Lauren cleared her throat. “We’re glad you told us.”

“You probably think I was a fool.” Nancy fumbled in her purse and pulled out a tissue. “If the same thing ever happened to either of you two girls I would be the first to tell you to leave. Walk out. You deserve only the best. You deserve to be treated with love and respect. Anything less than that isn’t worth sticking around for. But it’s too late to wish I’d made different choices. All I can do is make the right choice now. Selling The Captain’s House will mean I have enough money to buy a small place, and give the rest to you girls.” She blew her nose hard and looked at Lauren. “I can’t protect you from what you’re going through, but at least I should be able to help you financially.”

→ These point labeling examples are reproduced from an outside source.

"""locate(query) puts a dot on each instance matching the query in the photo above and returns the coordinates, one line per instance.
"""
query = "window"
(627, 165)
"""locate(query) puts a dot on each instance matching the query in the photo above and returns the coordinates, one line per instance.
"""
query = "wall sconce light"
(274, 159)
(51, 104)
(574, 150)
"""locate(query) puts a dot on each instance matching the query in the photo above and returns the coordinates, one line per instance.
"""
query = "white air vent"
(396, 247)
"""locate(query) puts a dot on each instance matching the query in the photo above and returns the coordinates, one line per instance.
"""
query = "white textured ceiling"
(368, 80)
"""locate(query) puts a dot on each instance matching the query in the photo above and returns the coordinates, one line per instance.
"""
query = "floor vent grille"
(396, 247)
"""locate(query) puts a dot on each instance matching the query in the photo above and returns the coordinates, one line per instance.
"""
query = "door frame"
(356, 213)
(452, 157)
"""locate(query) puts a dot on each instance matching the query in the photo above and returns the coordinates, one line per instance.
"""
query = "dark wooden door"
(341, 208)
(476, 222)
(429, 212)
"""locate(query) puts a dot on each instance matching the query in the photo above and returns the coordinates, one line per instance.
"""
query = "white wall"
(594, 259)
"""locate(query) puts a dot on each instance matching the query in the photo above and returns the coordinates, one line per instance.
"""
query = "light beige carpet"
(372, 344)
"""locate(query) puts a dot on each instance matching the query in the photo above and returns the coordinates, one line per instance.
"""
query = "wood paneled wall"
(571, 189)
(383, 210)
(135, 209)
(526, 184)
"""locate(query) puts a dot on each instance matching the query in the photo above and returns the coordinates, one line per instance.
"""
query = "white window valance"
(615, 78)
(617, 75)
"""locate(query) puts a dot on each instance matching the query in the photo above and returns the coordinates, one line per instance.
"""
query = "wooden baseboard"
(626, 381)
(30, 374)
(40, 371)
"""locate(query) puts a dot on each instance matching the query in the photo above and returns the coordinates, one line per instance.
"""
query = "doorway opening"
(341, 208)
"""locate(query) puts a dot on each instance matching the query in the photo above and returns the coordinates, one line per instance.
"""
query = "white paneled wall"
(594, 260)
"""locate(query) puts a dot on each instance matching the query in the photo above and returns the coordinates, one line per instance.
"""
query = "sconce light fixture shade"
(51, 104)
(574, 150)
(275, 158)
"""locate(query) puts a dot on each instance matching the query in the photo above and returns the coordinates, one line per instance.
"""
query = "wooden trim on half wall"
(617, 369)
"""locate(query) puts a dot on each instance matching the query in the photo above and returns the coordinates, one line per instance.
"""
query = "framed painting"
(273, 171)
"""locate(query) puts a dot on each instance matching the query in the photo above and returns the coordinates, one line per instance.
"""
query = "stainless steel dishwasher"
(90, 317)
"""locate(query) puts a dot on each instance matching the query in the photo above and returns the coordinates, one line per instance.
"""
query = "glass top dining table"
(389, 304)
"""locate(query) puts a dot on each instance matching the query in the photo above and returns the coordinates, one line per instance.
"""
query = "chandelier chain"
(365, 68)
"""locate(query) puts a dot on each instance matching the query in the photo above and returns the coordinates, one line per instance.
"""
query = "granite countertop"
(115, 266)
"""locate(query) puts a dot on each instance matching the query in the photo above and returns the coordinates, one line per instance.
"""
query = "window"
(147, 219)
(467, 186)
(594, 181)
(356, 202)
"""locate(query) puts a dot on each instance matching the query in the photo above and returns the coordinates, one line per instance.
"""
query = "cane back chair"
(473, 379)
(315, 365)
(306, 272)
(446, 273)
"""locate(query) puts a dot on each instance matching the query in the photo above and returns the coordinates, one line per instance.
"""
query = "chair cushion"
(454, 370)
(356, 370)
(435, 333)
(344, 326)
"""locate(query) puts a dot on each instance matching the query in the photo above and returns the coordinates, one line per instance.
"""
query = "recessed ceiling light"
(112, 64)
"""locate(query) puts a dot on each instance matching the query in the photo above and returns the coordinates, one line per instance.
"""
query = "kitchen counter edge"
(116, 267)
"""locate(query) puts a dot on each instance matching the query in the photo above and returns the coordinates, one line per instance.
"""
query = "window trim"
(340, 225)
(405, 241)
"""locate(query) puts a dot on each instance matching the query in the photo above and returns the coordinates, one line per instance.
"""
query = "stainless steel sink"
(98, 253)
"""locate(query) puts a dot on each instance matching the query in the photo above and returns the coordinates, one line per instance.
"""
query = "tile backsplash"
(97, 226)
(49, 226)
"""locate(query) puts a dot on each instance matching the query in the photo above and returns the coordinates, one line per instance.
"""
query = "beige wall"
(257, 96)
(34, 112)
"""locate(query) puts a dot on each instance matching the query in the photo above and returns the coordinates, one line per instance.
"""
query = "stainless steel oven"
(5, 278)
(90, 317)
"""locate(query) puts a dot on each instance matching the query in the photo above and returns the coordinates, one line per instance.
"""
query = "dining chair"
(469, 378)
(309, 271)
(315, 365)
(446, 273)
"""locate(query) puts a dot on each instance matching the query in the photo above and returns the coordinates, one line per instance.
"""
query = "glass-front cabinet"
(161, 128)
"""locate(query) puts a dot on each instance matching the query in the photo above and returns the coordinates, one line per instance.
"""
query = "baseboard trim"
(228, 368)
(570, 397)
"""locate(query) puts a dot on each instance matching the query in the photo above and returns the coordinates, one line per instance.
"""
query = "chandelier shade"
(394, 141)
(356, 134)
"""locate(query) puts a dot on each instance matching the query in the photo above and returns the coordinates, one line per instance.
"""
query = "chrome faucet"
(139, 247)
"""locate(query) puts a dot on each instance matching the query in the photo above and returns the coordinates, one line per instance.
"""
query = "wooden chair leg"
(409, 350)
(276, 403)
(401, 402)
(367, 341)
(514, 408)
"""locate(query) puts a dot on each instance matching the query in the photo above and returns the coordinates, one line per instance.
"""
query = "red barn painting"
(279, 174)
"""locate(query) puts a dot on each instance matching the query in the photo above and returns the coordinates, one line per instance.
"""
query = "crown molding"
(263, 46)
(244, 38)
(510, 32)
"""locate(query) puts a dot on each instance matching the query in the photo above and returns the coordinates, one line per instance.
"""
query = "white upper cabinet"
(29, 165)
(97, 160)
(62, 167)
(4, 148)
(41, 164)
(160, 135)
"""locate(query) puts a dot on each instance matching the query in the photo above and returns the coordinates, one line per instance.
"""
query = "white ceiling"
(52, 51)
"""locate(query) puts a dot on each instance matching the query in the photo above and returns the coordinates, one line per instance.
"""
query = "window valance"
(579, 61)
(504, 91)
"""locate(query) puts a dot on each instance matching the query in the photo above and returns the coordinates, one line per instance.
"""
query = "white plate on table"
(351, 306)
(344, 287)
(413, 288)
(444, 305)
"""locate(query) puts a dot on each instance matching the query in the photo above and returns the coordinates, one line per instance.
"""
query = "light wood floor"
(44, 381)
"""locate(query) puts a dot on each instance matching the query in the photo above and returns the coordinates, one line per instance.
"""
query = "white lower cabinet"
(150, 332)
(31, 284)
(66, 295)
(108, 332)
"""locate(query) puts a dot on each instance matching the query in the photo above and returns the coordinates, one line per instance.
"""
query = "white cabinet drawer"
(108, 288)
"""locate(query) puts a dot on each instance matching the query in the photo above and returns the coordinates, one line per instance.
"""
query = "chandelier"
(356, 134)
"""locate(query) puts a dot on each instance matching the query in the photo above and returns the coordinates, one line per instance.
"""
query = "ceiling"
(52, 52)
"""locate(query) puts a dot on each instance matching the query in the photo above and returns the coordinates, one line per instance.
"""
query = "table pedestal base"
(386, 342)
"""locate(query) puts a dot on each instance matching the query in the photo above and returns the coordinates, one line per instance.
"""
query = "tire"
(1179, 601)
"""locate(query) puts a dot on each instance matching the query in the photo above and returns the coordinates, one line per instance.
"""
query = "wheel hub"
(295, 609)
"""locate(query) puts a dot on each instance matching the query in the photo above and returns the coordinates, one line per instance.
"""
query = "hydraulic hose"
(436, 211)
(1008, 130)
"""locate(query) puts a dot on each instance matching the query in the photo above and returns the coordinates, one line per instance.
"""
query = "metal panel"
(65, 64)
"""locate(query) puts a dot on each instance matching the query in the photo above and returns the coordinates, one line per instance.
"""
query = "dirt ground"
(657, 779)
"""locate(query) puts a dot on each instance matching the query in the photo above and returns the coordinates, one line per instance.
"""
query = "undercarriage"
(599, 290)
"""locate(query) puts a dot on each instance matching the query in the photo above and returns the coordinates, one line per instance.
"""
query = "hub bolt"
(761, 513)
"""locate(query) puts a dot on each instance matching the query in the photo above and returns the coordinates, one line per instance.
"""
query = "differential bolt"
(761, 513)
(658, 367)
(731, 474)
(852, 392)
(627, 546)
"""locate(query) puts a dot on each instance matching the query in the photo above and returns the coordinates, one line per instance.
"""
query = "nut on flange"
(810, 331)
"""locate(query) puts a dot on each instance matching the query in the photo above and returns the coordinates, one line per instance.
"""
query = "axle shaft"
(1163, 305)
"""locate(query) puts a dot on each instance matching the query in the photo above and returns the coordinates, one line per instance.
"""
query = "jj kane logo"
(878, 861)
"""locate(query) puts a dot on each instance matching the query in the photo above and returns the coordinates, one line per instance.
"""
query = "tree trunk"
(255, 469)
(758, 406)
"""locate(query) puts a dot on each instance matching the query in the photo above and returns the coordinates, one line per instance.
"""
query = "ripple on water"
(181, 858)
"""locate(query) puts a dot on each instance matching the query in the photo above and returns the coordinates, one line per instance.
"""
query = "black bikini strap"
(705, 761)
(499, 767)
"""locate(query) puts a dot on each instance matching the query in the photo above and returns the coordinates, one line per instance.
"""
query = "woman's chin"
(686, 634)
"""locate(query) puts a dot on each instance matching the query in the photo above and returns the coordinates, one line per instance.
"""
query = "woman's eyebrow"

All this and sell her home?

Jenna wasn’t going to let that happen. There had to be another way.

Lauren obviously agreed. “You’re not selling this house, Mom, and that’s final. This time you’re not the provider.”

Nancy swallowed, visibly moved. “We don’t have any other option.”

It was the first time Jenna could remember hearing her mother say we.

The first time she’d ever turned to them for help in solving a problem.

She felt a warmth inside that she hadn’t felt before. For once her family felt like a unit instead of the sum of disparate parts.

It was funny how such a low point could also feel like a high.

“Maybe we do.” She let go of her mother and picked up Lauren’s pad of paper and a pen from the table. “We’re going to figure something out. Put the kettle on, Lauren. Let’s make a start.”